Assignment 5: Data management/code best practices
Due by 5:00 PM on Tuesday, October 13, 2020
To do yourself
Read the vignette for DataExplorer R package, to know what it is capable of
Read the vignette for doParaller R package, go through code examples there
To submit on Blackboard
Question One
Spreadsheets, Summarization, and Naming Conventions
Part A
- Create an Excel spreadsheet with 4 columns and 10 rows, following proper spreadsheet conventions discussed in class.
- Let the first column be an ID number.
- Let the second column be a set of integers between 20 and 30, denoting the number of teeth someone has.
- Let the third column be a set of real numbers between 1.0 and 4.0, denoting GPA in school.
- Let the fourth column be a mix of “H” and “T” character values, denoting the tosses of a coin.
- Read it into R. What is the class of this object?

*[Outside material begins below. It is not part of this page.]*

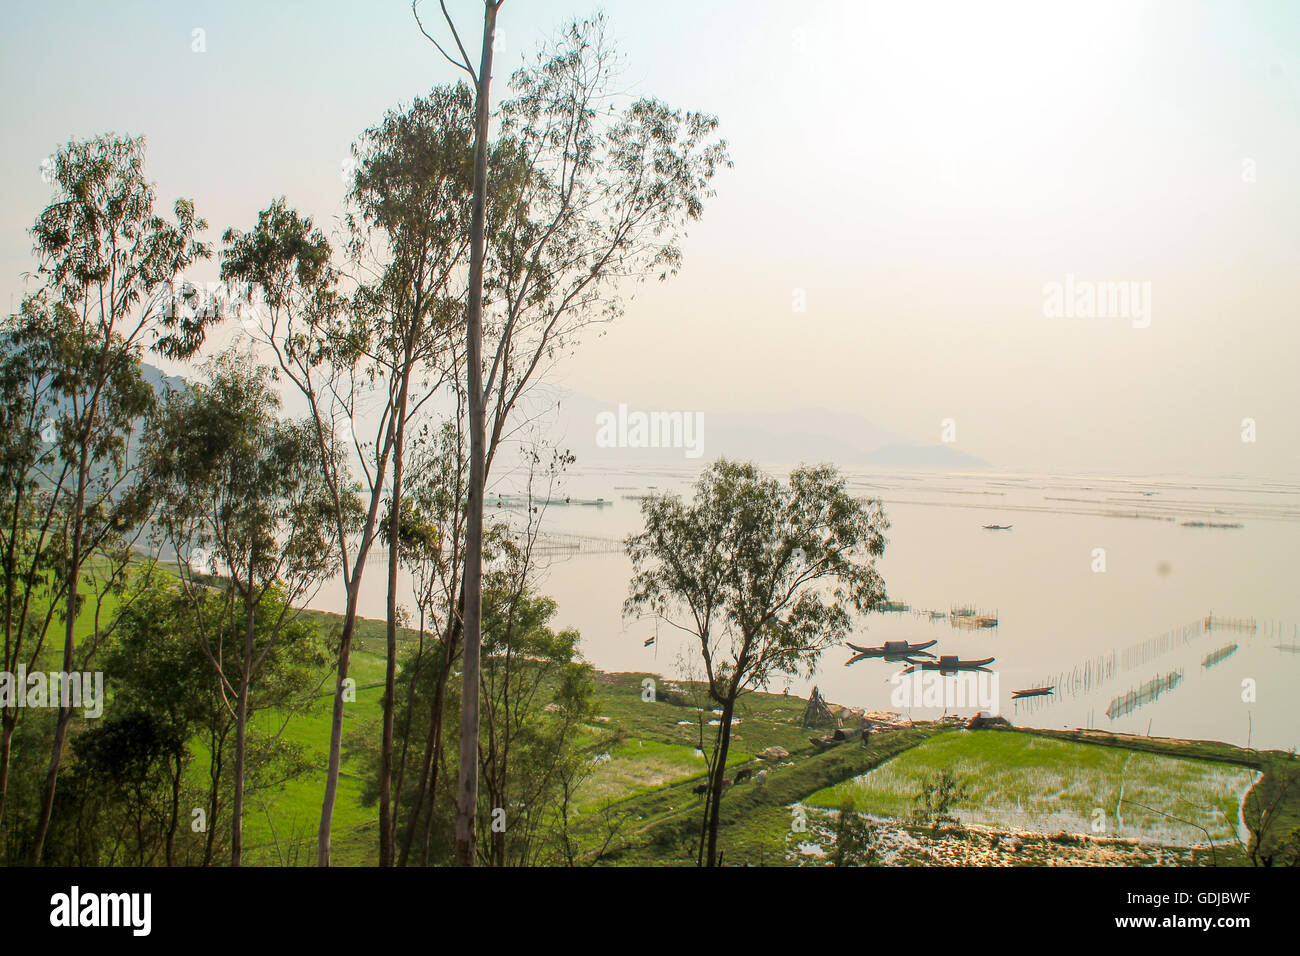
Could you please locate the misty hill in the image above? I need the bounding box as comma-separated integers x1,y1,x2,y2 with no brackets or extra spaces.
532,386,989,469
141,363,189,398
127,371,989,470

- Create a new object with the same content, but with the class
list
- Address the fourth element of the list object. Address the content of the fourth element
Question Two
Summarizing Quickly
Load the ChickWeight dataset that comes with R. Install the skimr package. Use this package to summarize the dataset in one line of code.
Explore at least one of the following functions. Compare it with the skimr functionality, which one would you prefer?
- describe, from the Hmisc package
- stat.desc from pastecs
- describe from psych
- descr and dfSummary from summarytools
Question Four
Efficiency and Timing
Make an empty vector of length 10 million. Set a seed for reproducibility. Populate the vector in two ways and compare:
- Use a for loop to enter a randomly-generated Exponential variable with rate parameter 3 in each position in the vector.
- Use a more efficient method, possibly writing a function, to populate the vector with randomly-generated numbers from the same distribution.
- Try parallelization approaches.
Time all methods, and make a conclusion.